Oh, I’d love to go to Potok, she thought. One day.
She sorted her notes out and when she’d finished her homework got an atlas and checked where Slovenia was. Right up in the north. Miles from Varina. Still, good luck to them. If they could, so could everyone else.
Grandad was up and dressed next afternoon when she took the tea up, but he was on the telephone, trying to explain to somebody who didn’t know much about it – Letta could hear the patience in his voice – that Varina presented special problems because it was in three separate countries, and they’d all have to give up bits of territory which had some of their own people living in them before Varina could be a separate country on its own. She knelt by the fire and started toasting the crumpets.

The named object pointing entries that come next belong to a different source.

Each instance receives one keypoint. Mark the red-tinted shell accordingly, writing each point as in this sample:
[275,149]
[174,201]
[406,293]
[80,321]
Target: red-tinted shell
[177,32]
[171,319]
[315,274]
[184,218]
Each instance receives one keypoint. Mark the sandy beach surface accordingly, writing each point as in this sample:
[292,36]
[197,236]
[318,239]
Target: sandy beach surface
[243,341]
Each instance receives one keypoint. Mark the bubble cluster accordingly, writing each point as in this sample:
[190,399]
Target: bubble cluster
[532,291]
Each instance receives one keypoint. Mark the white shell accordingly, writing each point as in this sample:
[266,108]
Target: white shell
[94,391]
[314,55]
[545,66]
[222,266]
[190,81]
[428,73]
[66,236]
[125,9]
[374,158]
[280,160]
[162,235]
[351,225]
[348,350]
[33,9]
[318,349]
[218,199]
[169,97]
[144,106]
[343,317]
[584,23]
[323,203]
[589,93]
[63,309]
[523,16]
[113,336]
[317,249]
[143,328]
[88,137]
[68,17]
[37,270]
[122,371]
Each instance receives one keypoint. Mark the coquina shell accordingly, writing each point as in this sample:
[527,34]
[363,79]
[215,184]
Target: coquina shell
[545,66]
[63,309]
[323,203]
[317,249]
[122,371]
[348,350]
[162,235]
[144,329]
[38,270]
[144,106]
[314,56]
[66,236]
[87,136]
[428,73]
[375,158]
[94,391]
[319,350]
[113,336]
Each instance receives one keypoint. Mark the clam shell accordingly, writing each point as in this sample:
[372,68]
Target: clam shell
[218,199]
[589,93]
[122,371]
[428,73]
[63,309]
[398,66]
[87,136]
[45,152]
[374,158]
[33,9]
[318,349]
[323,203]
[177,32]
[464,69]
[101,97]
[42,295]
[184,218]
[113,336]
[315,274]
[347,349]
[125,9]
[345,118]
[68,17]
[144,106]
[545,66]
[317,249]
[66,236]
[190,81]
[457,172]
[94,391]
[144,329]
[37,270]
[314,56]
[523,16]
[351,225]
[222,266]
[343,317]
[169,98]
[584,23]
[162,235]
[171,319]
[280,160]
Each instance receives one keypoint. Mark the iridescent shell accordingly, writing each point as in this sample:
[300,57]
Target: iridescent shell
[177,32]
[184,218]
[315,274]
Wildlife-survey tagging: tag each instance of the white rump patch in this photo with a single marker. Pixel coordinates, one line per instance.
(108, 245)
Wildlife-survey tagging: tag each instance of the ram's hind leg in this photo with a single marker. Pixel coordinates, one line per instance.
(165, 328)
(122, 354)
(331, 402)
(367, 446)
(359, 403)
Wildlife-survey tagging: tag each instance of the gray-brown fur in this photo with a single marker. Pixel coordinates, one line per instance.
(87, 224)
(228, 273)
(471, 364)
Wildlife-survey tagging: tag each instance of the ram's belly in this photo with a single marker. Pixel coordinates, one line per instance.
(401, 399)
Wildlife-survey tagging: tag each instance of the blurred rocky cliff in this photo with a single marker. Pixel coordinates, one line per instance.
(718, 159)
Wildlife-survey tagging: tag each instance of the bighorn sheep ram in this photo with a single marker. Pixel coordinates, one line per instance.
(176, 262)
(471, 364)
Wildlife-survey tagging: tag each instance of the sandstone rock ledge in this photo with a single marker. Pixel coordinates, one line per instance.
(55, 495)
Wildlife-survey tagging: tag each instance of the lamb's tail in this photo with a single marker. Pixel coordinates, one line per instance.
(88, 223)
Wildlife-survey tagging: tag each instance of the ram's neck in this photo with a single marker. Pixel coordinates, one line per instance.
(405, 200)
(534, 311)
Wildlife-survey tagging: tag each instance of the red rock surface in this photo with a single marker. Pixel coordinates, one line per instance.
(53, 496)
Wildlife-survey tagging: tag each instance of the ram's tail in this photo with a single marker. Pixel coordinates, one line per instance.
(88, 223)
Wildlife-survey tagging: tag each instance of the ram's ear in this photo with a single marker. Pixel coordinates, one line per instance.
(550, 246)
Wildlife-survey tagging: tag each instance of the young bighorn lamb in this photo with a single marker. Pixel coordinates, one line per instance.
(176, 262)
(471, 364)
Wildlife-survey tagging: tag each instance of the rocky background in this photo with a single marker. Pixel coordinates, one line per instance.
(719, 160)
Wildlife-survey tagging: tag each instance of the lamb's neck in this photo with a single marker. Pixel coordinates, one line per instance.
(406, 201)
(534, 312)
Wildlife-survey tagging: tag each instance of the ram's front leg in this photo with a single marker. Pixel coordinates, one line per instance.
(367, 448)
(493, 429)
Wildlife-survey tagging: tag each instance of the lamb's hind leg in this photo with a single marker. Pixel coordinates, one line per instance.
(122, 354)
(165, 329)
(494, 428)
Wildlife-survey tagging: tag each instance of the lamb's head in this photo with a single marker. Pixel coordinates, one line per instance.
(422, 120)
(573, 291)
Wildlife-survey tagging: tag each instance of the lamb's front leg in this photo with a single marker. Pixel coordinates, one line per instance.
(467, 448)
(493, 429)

‘Indeed,’ he was saying. ‘Particularly difficult it is. The objections of the various governments we understand. Yet it is our very profound desire. A small but genuine nation is Varina. Our own language we have, not a dialect, our own history, our own culture, our own Church. One of the great poets of Europe, whose name I bear . . . No, at the moment all we ask is recognition we exist. At least as a problem we exist. You understand? This is urgent. The Bucharest regime is attempting the problem to solve by destroying us, by destroying
a
whole nation. Abominable! You agree? Excellent. No, it is I who am grateful. For your call, thank you.’
He shrugged as he put the telephone down.
‘I feel myself to be a drip attempting to wear away the great stone of ignorance,’ he said. ‘Journalists have such short, inaccurate memories. Because I was thrown down some steps on Tuesday, they think to consult me on Slovene matters on Friday. By Monday they will have forgotten that I and Varina exist.’
‘You got my note? I did the best I could. It sounded quite hopeful about Slovenia, didn’t it?’
‘There was a good report in the
Telegraph
as well, but thank you, my darling. Yes, it is a sliver of hope. The Slovenes are a reasonable people – a rare phenomenon in the Balkans. Tell me some gossip. What has Angel been up to?’
LEGEND
The Kas Kalaz
THE PASHA OF
Potok pursued hotly after Restaur Vax and Lash the Golden, seeking vengeance for the death of his son.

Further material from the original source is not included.